Uczelnie w całym kraju publikują listy przyjętych studentów. Dla tych, którym zabrakło szczęścia w dostaniu się na wybrany kierunek, jest jeszcze szansa w postaci drugiego etapu rekrutacji. Osoby, które jeszcze raz chciałyby ubiegać się o przyjęcia na studia muszą się spieszyć - mają bowiem zaledwie trzy dni na dopełnienie wszelkich formalności.

To czas, w którym trzeba dostarczyć odpowiednie dokumenty do komisji rekrutacyjnych. Jak sprawdziła reporterka RMF FM wolne miejsca mają jeszcze wszystkie wrocławskie uczelnie - tylko już na znacznie mniej popularnych kierunkach.

Są jeszcze wolne miejsca na wielu kierunkach, bo ci najlepsi dostali się na kilka wydziałów czy uczelni i teraz zdecydowali się na jeden kierunek studiów. W ten sposób powstały wakaty. Kandydaci nadal mogą się rejestrować na studia niestacjonarne i studia II stopnia - wyjaśnia dr Jacek Przygodzki z Uniwersytetu Wrocławskiego.

Jeżeli kandydaci na studentów w ciągu trzech dni dostarczą dokumenty, na początku przyszłego tygodnia dowiedzą się, czy tym razem udało im się zdobyć - może już niekoniecznie wymarzony - ale indeks.

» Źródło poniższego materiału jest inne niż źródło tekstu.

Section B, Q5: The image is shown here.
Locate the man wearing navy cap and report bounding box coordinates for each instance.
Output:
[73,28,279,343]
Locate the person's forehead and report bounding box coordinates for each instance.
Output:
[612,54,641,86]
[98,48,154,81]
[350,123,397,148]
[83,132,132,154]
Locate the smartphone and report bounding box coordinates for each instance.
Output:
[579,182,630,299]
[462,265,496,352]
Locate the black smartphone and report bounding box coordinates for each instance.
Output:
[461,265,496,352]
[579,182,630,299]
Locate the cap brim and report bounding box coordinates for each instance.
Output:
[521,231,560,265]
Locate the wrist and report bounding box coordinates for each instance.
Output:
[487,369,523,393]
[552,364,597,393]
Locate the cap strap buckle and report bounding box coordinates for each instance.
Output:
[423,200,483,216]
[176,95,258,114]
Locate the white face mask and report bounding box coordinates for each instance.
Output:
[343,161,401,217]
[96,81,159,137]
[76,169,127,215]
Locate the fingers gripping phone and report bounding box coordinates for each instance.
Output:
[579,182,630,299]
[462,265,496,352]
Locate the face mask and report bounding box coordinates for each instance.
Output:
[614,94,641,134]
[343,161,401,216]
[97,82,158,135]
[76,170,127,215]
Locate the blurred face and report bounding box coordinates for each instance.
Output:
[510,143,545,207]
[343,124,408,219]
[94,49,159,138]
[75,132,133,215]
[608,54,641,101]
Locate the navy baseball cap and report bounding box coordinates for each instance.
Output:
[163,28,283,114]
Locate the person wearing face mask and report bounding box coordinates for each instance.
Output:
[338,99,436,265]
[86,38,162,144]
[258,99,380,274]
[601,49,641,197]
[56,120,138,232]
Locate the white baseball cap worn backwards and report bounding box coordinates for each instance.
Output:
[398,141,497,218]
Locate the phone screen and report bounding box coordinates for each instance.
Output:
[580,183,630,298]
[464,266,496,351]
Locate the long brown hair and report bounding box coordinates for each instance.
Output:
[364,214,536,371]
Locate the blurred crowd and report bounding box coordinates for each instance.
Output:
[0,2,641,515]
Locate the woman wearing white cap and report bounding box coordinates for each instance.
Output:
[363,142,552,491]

Miejsce pod kreska na liście przyjętych nie jest tragedią - mówi reporterce RMF FM Marta, która już raz przeżyła związany z tym zawód. W ubiegłym roku nie dostałam się na prawo, było mi przykro, ale nie poddałam się. Jeszcze raz zdałam maturę z historii, by poprawić ocenę i mieć w tym roku większe szanse. Ponownie przystąpiłam do egzaminu i tym razem udało się - mówi szczęśliwa już studentka prawa na Uniwersytecie Wrocławskim.